Стало быть, Бальтазар воспринимал ясность, с которой видел свое прошлое, как светлый круг в темноте, откуда он пришел и куда уходил. У него уже выработался навык ожидать все новых ухищрений, которые ввергнут его в прежние страдания. А слова "он здесь" звучали так уверенно, что ксендз Монкевич беспокойно оглядывался.
Виновному в столь тяжелом прегрешении, как отчаяние, он должен был отпустить грехи и преподать последние таинства. До сих пор настоятелю не приходилось иметь дело ни с чем подобным и, мучимый совестью, желая быть в ладу с самим собой, он пытался обнаружить у Бальтазара хоть тень надежды. Ему удалось добиться того, что больной уже не возражал, — впрочем, просто потому, что явно слабел. Пребывание с ним расстроило нервы Монкевича — словно недуг, который ему пришлось лечить, был заразным, а он мог противопоставить Злу лишь немногое, но не хотел в этом признаваться.
Когда в горницу вошли люди, Бальтазар от недостатка сил или желания ничем не обнаружил, что замечает их присутствие. Он всматривался в одну точку и туда, в пространство, сказал:
— Дуб.
Относилось это к обрезу в дупле дуба в силу простого автоматизма возвращения к прошлому, или выражало какую-то мысль? Сразу после этого он потерял сознание.

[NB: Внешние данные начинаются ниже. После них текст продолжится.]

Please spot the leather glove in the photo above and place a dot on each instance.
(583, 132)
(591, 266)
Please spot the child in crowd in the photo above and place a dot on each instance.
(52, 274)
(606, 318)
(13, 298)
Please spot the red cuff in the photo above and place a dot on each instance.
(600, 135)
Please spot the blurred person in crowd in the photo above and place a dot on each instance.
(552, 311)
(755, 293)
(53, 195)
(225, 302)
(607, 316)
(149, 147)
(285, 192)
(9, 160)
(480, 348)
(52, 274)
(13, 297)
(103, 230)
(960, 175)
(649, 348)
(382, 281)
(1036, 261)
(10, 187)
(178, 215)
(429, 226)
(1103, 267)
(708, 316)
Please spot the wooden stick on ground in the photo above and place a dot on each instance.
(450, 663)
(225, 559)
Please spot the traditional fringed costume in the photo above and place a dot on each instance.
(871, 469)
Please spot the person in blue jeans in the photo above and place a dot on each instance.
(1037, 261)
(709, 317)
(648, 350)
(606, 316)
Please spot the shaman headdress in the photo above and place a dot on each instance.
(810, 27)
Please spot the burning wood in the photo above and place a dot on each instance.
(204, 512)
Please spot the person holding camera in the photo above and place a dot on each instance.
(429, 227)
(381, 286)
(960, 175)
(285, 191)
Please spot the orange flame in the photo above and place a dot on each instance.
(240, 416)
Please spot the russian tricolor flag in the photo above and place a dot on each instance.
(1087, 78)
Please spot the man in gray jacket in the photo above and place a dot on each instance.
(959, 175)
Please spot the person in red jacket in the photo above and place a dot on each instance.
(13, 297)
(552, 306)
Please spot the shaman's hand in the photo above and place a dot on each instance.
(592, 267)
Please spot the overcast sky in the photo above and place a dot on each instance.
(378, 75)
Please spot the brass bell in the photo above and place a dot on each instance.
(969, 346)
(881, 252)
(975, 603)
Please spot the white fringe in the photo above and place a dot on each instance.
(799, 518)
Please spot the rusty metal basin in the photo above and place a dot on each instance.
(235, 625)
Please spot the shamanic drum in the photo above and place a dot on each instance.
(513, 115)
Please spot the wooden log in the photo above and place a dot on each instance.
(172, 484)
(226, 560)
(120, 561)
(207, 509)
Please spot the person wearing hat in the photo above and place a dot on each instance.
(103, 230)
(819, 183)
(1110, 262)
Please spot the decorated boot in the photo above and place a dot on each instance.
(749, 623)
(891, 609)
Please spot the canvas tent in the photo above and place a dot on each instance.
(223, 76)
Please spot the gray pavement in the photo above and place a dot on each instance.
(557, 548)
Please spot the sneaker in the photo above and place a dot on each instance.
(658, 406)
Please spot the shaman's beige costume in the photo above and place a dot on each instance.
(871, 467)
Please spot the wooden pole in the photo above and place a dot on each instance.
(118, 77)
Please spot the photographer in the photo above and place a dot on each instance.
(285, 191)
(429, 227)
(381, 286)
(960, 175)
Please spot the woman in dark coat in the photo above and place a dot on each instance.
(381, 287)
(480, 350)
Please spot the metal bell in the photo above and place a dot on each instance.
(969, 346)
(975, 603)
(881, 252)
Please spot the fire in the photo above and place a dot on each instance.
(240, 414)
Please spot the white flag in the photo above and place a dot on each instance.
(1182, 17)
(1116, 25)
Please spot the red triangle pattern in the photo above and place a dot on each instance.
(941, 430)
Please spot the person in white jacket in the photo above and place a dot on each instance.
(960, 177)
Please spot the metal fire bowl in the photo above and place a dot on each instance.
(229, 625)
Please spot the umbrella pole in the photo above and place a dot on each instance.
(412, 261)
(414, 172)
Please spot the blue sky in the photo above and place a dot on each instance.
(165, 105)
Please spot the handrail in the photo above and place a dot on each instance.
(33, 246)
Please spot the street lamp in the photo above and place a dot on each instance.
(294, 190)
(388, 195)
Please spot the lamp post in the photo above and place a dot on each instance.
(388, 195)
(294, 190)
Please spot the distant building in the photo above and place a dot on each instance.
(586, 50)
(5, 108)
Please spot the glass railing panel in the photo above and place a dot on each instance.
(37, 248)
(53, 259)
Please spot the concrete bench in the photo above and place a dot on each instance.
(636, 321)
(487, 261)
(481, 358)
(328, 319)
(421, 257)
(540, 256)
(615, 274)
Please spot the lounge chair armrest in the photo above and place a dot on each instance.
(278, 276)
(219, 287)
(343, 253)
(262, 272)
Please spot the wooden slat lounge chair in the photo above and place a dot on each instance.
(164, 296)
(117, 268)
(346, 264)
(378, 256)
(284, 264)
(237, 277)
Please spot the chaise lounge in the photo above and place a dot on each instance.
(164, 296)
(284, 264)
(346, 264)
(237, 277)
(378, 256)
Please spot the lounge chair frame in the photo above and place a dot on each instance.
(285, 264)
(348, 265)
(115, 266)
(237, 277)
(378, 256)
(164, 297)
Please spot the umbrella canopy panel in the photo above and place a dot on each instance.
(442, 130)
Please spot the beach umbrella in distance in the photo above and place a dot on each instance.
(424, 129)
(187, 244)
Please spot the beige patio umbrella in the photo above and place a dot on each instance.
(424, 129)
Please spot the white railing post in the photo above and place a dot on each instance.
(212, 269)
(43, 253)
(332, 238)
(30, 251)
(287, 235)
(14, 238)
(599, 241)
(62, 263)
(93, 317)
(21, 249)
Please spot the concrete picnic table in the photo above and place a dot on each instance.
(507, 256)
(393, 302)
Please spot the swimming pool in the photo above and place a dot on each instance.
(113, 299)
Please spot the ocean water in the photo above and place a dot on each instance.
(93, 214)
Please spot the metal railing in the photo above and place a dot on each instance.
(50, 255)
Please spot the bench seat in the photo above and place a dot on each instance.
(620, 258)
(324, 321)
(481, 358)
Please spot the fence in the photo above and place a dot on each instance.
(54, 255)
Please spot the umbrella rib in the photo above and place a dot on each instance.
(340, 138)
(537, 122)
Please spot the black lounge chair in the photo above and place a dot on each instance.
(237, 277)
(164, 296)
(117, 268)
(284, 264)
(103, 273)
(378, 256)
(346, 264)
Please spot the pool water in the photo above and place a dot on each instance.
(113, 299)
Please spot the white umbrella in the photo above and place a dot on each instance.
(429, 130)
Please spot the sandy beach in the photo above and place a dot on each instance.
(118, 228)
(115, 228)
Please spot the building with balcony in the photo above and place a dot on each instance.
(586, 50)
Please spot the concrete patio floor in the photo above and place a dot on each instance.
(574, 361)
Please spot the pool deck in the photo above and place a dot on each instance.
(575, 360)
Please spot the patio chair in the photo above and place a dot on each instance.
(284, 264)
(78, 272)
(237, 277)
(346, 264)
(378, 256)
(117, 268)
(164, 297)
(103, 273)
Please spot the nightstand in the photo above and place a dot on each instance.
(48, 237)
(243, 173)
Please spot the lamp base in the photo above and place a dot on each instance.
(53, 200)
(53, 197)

Доктор Кон приехал поздней ночью. Он сказал, что шансы есть — вот если бы, например, операция… Но для этого нужно везти его на лошадях, а потом по железной дороге в большую больницу. Иными словами, оставалось ждать и не утруждать себя ненужными хлопотами. Бальтазар дожил только до утра. Подсолнухи выставляли из тумана свои черноватые диски, сонно кудахтали куры, стряхивая с крыльев росу. Тогда он еще раз окинул взглядом потолочные балки над головой, липа людей, и все это, вероятно, показалось ему странным.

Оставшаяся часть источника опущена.